Just because morality is learnt in a local setting does not mean the values of which it consists cannot be more broadly applied. As Adam Smith pointed out in The Theory of Moral Sentiments , our ability to extend our sympathy and empathize with one another is a central part of human moral psychology and serves as grounding for a wide range of obligations. We can and should recognize others for who they are, not simply for what group they originate from. Our moral intuitions are complex and capable of great sophistication in their application. Hazony erases this, encouraging us to restrict our moral vocabulary to an impoverished state.
It is precisely our ability to reason and apply principles in complex and abstract forms that allows moral ideas to be relevant considerations extending beyond tribal borders. Whether that takes the form of deontology, consequentialism, or some other theory is secondary. What is significant is that human intelligence and sentience allow us not only to have moral intuitions, but to reason about them, to deliberate about our values and consider areas of concern which we do not directly experience. I do not need to live beside people from another part of the world to recognize the kinds of interests they have, the problems they face, and the common humanity we share. I can apply my reason to my moral sense and extend the range of my ethical concern.
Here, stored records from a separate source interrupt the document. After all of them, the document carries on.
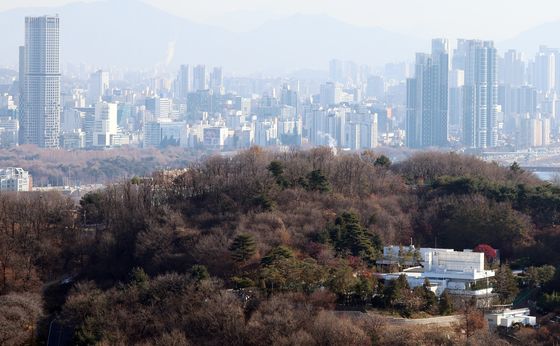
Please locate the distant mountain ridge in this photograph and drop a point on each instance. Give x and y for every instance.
(130, 33)
(530, 40)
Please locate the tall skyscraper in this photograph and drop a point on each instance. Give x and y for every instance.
(480, 126)
(217, 80)
(105, 126)
(427, 98)
(98, 86)
(199, 78)
(183, 82)
(40, 121)
(545, 69)
(513, 68)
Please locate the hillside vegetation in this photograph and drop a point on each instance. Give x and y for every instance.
(260, 247)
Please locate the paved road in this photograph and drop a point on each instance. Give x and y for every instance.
(442, 321)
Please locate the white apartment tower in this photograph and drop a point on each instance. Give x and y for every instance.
(480, 108)
(98, 86)
(40, 118)
(199, 78)
(427, 122)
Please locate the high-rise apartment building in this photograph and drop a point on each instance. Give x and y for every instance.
(199, 78)
(98, 86)
(183, 82)
(40, 118)
(480, 126)
(217, 81)
(105, 126)
(545, 69)
(513, 68)
(427, 98)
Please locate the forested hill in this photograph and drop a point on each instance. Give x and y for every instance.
(257, 248)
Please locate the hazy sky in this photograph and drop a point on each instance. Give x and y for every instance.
(492, 19)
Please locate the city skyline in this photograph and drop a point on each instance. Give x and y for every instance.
(158, 37)
(433, 18)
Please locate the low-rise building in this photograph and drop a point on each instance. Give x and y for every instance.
(461, 273)
(511, 318)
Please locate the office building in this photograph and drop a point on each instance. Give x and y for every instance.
(40, 119)
(480, 126)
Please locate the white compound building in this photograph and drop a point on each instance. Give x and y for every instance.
(459, 272)
(15, 180)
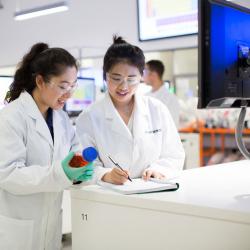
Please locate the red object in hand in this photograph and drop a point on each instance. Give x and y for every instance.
(77, 161)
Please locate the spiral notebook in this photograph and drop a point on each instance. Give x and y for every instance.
(138, 186)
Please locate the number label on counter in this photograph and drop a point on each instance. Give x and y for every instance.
(85, 217)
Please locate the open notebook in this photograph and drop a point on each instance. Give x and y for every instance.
(138, 186)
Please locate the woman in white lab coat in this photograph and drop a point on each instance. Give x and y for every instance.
(137, 132)
(35, 137)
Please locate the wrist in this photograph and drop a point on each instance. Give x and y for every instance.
(106, 177)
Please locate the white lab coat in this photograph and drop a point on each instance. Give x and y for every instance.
(31, 176)
(170, 100)
(155, 143)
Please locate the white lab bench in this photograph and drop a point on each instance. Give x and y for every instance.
(211, 210)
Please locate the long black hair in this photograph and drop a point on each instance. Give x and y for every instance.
(40, 60)
(121, 51)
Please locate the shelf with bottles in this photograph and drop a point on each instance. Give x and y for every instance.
(220, 142)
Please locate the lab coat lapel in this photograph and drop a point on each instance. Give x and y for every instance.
(34, 112)
(58, 131)
(141, 117)
(113, 117)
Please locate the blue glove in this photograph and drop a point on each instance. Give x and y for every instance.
(81, 174)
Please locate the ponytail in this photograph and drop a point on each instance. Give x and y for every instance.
(40, 60)
(123, 52)
(23, 78)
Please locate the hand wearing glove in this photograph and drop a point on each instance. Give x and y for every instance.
(81, 173)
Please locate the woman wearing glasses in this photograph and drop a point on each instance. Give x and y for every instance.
(134, 131)
(35, 137)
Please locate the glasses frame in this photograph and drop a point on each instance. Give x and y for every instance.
(124, 79)
(63, 90)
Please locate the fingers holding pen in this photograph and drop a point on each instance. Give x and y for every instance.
(116, 176)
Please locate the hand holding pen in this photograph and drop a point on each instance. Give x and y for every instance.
(117, 175)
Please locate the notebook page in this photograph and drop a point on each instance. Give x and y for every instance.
(138, 186)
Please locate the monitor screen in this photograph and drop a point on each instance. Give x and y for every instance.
(224, 55)
(5, 82)
(83, 96)
(166, 18)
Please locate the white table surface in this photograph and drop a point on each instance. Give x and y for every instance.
(220, 191)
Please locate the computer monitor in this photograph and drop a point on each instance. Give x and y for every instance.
(83, 96)
(5, 82)
(224, 54)
(159, 19)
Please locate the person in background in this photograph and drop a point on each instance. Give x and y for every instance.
(35, 137)
(153, 76)
(135, 131)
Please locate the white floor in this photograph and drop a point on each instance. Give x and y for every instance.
(66, 242)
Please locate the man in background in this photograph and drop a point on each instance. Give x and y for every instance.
(153, 76)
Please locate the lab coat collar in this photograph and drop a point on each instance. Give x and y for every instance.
(140, 118)
(32, 110)
(112, 115)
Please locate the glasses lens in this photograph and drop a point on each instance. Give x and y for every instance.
(118, 79)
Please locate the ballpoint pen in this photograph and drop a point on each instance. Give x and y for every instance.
(115, 163)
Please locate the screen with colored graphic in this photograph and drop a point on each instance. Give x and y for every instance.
(83, 96)
(167, 18)
(5, 82)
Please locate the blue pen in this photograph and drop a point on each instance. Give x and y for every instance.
(115, 163)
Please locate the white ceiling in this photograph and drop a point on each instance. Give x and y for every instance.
(89, 24)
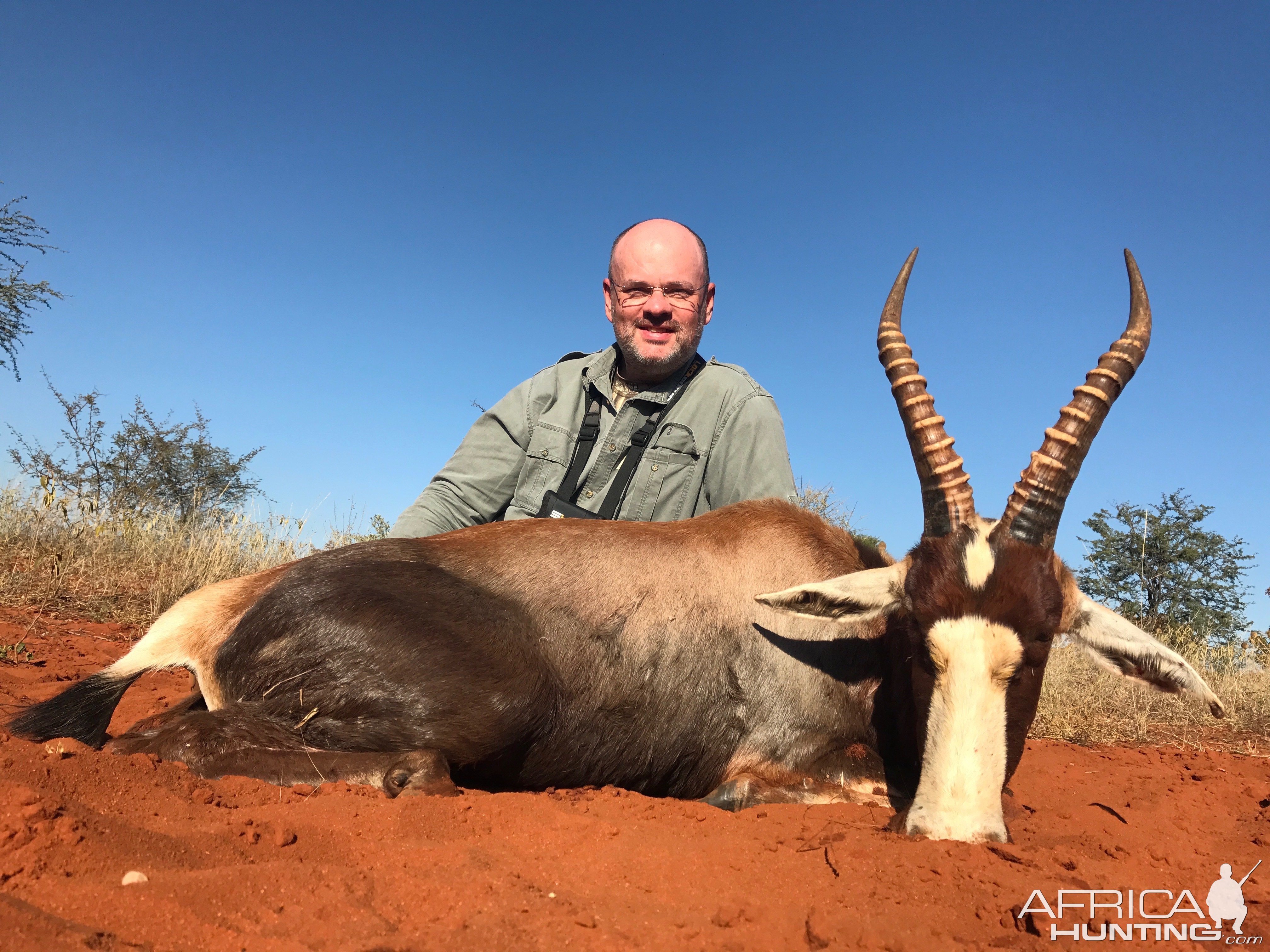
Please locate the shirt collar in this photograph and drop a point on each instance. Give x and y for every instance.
(600, 369)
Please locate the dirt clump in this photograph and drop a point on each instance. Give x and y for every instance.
(241, 865)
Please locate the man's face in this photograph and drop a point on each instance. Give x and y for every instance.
(657, 332)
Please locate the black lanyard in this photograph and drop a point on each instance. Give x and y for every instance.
(587, 437)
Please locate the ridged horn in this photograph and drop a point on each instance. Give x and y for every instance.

In this way, I can abstract from my context and ground my understanding of what I owe to others. Indeed, the Bible itself makes this point, when God tells the Israelites in Exodus 23:9 (my emphasis): “You shall not oppress a stranger, for you know the soul of the stranger, as you were strangers in the land of Egypt.”
Once you start offering reasons for ignoring the interests of others, however, reasoning itself will usually draw you into a kind of universality. A reason is an offer of a ground for thinking or feeling or doing something. And it isn’t a ground for me, unless it’s a ground for you. If someone really thinks that some group of people genuinely doesn’t matter at all, he will suppose they are outside the circle of those to whom justifications are due.
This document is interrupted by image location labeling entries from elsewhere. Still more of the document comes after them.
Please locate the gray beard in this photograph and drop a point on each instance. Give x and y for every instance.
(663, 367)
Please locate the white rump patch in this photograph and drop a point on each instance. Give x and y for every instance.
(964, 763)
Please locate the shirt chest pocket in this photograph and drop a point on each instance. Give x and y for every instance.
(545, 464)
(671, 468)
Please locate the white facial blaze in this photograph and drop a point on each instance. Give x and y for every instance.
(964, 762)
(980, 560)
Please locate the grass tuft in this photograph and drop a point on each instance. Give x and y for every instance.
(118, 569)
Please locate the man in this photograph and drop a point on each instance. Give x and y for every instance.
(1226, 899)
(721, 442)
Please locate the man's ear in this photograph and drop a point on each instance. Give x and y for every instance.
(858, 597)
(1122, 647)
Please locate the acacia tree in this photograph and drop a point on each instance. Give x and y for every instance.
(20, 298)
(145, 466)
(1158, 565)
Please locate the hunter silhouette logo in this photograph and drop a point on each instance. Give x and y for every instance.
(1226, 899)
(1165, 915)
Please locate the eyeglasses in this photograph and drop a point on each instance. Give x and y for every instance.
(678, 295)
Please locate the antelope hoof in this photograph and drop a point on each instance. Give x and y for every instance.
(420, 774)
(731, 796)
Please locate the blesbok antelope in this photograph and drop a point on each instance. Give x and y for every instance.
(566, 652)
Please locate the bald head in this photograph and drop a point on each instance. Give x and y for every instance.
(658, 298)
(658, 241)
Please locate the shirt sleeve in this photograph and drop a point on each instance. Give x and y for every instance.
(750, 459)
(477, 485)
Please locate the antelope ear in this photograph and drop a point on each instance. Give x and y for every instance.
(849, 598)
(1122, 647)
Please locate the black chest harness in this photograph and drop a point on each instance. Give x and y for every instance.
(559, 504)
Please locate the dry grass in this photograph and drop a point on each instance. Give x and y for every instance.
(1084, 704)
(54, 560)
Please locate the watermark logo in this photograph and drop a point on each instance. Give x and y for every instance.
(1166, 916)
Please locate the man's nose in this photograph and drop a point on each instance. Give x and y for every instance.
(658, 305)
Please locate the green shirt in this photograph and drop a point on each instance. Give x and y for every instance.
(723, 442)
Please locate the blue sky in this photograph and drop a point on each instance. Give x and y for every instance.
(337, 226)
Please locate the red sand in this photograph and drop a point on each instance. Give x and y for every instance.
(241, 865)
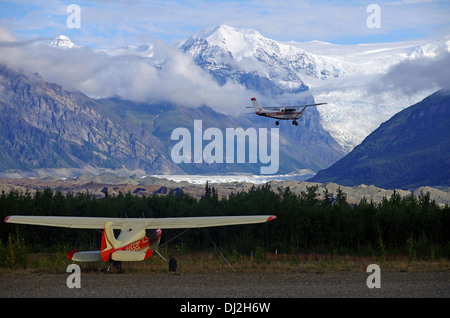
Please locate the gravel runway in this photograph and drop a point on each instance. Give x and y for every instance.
(228, 285)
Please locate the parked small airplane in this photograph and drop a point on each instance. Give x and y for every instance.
(132, 244)
(283, 113)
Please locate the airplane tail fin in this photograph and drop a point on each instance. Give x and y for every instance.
(109, 242)
(256, 106)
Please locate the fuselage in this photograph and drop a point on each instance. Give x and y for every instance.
(285, 114)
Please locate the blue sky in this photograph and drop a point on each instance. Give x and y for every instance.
(110, 24)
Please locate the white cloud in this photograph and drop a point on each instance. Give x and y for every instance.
(179, 80)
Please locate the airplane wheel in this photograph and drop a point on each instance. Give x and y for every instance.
(172, 265)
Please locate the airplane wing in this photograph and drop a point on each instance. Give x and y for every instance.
(294, 106)
(149, 223)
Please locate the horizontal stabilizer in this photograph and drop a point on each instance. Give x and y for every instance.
(131, 256)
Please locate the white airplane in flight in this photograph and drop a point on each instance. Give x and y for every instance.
(283, 113)
(132, 244)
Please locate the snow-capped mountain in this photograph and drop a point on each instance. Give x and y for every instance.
(240, 54)
(286, 73)
(341, 75)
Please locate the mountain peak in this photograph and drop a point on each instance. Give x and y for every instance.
(63, 42)
(223, 31)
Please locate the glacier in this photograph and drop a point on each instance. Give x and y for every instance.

Nationalism is a powerful force in the modern world, one which requires a serious reckoning. Work providing explanation and understanding of nationalism is thus sorely needed. Unfortunately, The Virtue of Nationalism is not that book. It is certainly true that humans are group‐oriented, and that tribalism is part of our evolved normative language. However, insofar as these instincts constrain our ability to have widespread empathy, this is a reason to see nationalism in solely pragmatic terms, and to encourage a civic national identity, not an ethnic or tribal one. At their best, nations and the states which represent them are a way to expand our circle of inclusion and to supply a limited set of public goods. At worst, they are grave threats to peace, prosperity, and social cooperation. Nationalism is a vice, a dangerous instinct of our primordial cave‐dwelling past, not a guide for our present.
[i] Importantly, nationalism is both a “bottom up” as well as a “top‐down” phenomenon. As Benedict Anderson notes, national “imagined communities” emerged culturally as part of a common consciousness created by modern technologies and industrial society, which broke down geographical and social distance through printing presses, regional newspapers, synchronized clocks and calendars, railroads, etc. However, as Anderson and scholars such as James C. Scott discuss in Seeing Like A State and The Art of Not Being Governed , modern states also imposed national identities by compelling individuals and groups to take on corporate identifiers such as last names, imposing military conscription, creating and requiring attendance in public schools, requiring use of the state legal system, mandating the adoption of a single common language, and more.